There’s something that deeply excites me about risk. I think it’s partially because I’m a sucker for a good story and like to keep my back pocket full of them, but mostly because there is something that has proved historically noteworthy about doing things that scare me. I am significantly more interested in a life filled with risky exploration and ledges jumped off of than my sense of adventure being drowned in fear. I am also historically accident-prone so I have racked up scars and healed broken bones to remind me that I am an imperfect risk taker. My risk taking is messy and often results in a few more gray hairs on my mother’s head.

But more and more it is being made clear to me that while I advocate for risk and protest against safety getting too much airtime, there is a territory in the land of Risk that I am not willing to enter into—at least not without a good temper tantrum whilst being dragged into the shadowy dark area. This place is where the city limits of physical risk end and we cross over into something undoubtedly scarier and deeper into the center of Risk—this is the place of heart risk. I want no part of the heart equivalent of jumping out of an airplane or skiing down a black diamond. In the game of relationships I am the safest player on the field. I’m the guy who jumps in front of the baseball so he can safely walk to first base without having to worry about getting tagged out.

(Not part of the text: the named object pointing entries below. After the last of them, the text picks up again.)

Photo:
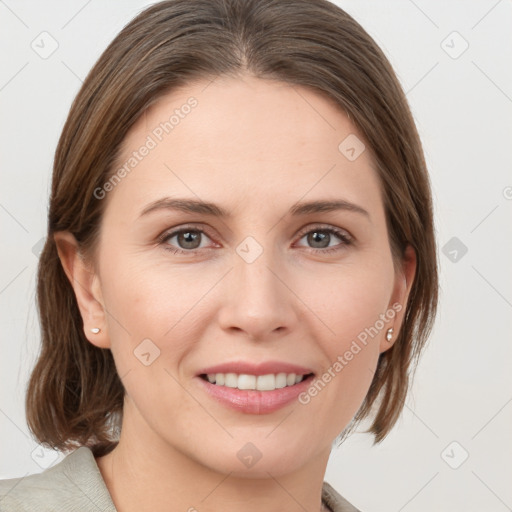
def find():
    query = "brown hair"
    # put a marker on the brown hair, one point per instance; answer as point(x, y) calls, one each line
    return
point(74, 395)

When it comes to the way I relate to other people, or the way I’m perceived by other people, I want things to fit into a nice, pretty box. I want things to be uncomplicated and—forgive me for using this word—perfect. I want control and I do not want my heart left exposed and vulnerable.

I have invited this mentality of perfection and feigned safety into my home and offered it warm meals and a place to stay and have grown quite fond of it over time. I have shared stories of pain and distrust and it has offered me toxic solutions of wall building and self-protection. It has hardened my heart into stone and held my hand in support as I made promises about always staying comfortably outside the city limits of heart risk.

But as I have stood with my arms crossed and back turned away from heart risk something has started to happen. I have started to hear the laughter and joy and honesty coming from the territory I swore I would never enter into. I have turned to see the community and trust built within the city limits of a land that is risky and hard, a land that has always seemed like way more work than its worth. From a distance I have watched the confrontation and emotions I once perceived as monsters lurking in the shadows become the very tools being used to build a foundation of communication. I have watched and watched and watched and something deep in my soul whispers I want that.

There is a reason that I continue to risk physically even as I rack up scars and misadventures. There is a reason I get back on the raft or bike or stand too close to the edge again—there is a payoff, a reward, an aliveness worth having. I am willing to be imperfect in the land of physical risk because I know that there’s a deep loss of spirit that occurs when I play it safe. When we choose safety we are always paying the price of a soul fully alive. Always.

Heart risk is a messy place that scares me more than any amount of potential physical pain ever has. It is a place where you risk hurting and the vulnerability of a heart left exposed but it is also the only place where you can ever gain the reward of healing and intimacy. Heart risk checks your bag at the door and confiscates your walls and self-protection; it leaves you unguarded--the only way you can enter true relationship. Because people were not made to climb your walls. There are some noble, or foolish, enough to try, but their muscles will give out half way up and they’ll fall and shatter before they ever reach the other side. You and me and our wall climbers are worth more than that.

So I continue to tip toe away from the unattainable idea of perfection and closer to the boundaries of heart risk. I am beginning to believe that it might actually be worth it--that the need I feel to protect myself is just paper-thin control that needs to be crumpled up and thrown away. When I think about the imperfect risk taker in the territory of heart risk I imagine someone who is bold and brave enough to get hurt. Someone who doesn’t avoid the hard and uncomfortable because she knows those things are the gates that open up into the joy of real vulnerability and being known. She walks with her head up knowing that there will be failure and pain but there will also be community and a soul fully alive. And my soul whispers I want that.